- Title card
- Genre: Entertainment news, Commentary
- Developed by: ABS-CBN Corporation
- Written by: Camille Abrenica Clarabelle Bagsit
- Directed by: Arnel Natividad
- Presented by: Kris Aquino Boy Abunda
- Country of origin: Philippines
- Original languages: Filipino English
- No. of episodes: 430

Production
- Executive producer: Nancy Yabut
- Running time: 15 minutes Monday - Friday at 22:00 (2014-2015) 22:45 (2015) (Philippine Standard Time)
- Production company: ABS-CBN Studios

Original release
- Network: ABS-CBN
- Release: February 10, 2014 – September 25, 2015

Related
- Boy & Kris; SNN: Showbiz News Ngayon;

= Aquino & Abunda Tonight =

Aquino & Abunda Tonight is a Philippine television talk show broadcast by ABS-CBN. Hosted by Kris Aquino and Boy Abunda. It aired on the network's Primetime Bida line up from February 10, 2014 to September 25, 2015, and was replaced by Tonight with Boy Abunda.
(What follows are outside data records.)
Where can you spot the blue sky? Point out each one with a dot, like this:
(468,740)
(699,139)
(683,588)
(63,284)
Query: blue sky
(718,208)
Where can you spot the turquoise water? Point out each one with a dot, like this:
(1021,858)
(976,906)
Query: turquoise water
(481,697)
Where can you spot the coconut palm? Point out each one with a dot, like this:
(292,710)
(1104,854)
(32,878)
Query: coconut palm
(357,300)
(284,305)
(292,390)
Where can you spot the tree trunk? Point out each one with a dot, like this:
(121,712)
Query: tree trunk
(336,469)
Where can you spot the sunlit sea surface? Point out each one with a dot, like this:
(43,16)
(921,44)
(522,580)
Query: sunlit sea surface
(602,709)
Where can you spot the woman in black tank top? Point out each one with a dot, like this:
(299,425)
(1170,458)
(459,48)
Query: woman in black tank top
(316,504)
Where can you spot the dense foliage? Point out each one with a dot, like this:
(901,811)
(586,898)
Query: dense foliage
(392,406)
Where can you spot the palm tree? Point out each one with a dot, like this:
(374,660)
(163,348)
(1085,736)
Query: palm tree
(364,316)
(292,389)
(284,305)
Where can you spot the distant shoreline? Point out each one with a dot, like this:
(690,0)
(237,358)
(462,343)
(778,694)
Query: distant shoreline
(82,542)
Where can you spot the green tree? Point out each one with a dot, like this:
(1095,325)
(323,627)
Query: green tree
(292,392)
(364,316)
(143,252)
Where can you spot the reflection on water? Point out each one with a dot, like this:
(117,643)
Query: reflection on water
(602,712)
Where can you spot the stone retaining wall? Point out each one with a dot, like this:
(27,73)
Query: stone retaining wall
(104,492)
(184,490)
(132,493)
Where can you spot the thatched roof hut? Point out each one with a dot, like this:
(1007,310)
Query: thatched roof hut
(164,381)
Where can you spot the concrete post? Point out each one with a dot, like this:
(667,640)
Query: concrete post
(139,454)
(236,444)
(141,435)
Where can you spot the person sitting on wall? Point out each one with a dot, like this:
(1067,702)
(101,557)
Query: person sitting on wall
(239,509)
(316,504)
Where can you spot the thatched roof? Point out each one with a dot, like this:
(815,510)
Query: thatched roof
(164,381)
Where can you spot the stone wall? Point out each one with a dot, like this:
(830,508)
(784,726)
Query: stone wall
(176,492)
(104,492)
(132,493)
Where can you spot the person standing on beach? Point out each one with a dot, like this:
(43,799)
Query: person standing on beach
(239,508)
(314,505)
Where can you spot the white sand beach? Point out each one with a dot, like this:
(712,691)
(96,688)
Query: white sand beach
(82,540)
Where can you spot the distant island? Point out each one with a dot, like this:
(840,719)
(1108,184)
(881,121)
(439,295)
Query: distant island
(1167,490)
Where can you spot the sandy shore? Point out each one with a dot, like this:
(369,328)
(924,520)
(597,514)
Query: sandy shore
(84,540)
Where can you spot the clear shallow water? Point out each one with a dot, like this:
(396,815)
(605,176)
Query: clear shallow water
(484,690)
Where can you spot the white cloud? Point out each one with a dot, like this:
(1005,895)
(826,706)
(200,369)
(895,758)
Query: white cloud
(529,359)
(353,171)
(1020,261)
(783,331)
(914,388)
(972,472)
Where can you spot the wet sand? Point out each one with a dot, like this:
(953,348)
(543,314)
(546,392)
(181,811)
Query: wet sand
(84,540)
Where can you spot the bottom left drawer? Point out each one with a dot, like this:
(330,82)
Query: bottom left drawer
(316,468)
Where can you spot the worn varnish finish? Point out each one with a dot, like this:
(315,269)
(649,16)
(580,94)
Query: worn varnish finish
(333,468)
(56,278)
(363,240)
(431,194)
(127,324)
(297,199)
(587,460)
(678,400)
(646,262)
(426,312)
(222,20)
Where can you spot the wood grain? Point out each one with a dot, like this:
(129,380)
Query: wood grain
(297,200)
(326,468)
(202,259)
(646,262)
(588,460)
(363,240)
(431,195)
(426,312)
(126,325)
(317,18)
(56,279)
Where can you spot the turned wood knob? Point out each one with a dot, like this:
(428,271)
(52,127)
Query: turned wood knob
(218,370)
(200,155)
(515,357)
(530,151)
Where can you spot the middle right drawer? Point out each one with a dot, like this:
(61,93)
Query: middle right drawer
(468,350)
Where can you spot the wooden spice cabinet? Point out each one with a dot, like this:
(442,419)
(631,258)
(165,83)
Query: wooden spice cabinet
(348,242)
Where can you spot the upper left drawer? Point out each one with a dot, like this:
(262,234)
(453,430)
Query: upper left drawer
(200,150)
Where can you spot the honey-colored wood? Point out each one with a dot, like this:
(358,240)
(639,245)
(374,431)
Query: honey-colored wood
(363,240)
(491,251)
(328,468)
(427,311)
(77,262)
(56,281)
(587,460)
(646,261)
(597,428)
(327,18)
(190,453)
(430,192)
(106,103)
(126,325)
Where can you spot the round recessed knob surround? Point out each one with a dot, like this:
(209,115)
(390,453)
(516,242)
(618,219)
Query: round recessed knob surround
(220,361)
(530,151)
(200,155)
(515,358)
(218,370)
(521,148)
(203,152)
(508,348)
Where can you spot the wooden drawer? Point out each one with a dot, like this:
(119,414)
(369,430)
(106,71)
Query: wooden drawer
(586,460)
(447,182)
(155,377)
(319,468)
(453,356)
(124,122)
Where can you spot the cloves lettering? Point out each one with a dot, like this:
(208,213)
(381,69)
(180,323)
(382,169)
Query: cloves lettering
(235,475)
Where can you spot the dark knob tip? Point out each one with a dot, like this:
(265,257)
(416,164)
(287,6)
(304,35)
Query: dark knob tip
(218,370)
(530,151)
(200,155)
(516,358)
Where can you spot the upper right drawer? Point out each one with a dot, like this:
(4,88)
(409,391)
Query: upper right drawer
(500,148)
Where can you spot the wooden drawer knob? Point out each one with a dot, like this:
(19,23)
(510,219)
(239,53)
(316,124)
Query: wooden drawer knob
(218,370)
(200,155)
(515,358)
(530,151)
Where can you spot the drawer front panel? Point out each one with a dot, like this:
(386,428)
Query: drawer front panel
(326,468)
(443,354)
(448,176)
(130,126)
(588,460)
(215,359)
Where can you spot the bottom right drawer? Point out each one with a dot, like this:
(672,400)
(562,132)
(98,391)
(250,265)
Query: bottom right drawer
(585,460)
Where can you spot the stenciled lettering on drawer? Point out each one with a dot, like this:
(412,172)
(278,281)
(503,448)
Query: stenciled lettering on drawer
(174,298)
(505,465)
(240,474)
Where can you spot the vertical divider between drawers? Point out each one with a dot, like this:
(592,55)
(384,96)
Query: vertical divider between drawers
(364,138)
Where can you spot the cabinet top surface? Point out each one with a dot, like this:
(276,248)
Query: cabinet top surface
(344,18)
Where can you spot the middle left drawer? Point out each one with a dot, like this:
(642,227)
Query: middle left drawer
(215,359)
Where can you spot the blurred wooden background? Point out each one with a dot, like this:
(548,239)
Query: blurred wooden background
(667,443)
The show also serves as a reunion for the host tandem three years after they did in SNN: Showbiz News Ngayon.

== Timeslot change ==

In July 2015, the show moved to a later time slot at 10:45pm Philippine Standard Time to exchange time slots with Pinoy Big Brother: 737.

==Format==
A run-down of daily top stories, with topics raging from entertainment, lifestyle and politics. The program promises to deliver its segments "from layman's point of view", and with perspectives on how certain issues can affect viewers' daily lives.

==Hosts==

===Final hosts===
- Kris Aquino
- Boy Abunda

===Guest hosts===
- Toni Gonzaga
- Alex Gonzaga
- Judy Ann Santos

==Cancellation==

===2015: New show of Boy Abunda as a host ===

In September 2015, Aquino announced her departure from the show, citing her health reasons and her taping commitments for Kris TV and her two films, which paved way for the cancellation of Aquino & Abunda Tonight on September 25 after one year, and the transition to the newest talk show with Abunda as the host, entitled Tonight with Boy Abunda for which Abunda cited it will serve as a transitional show.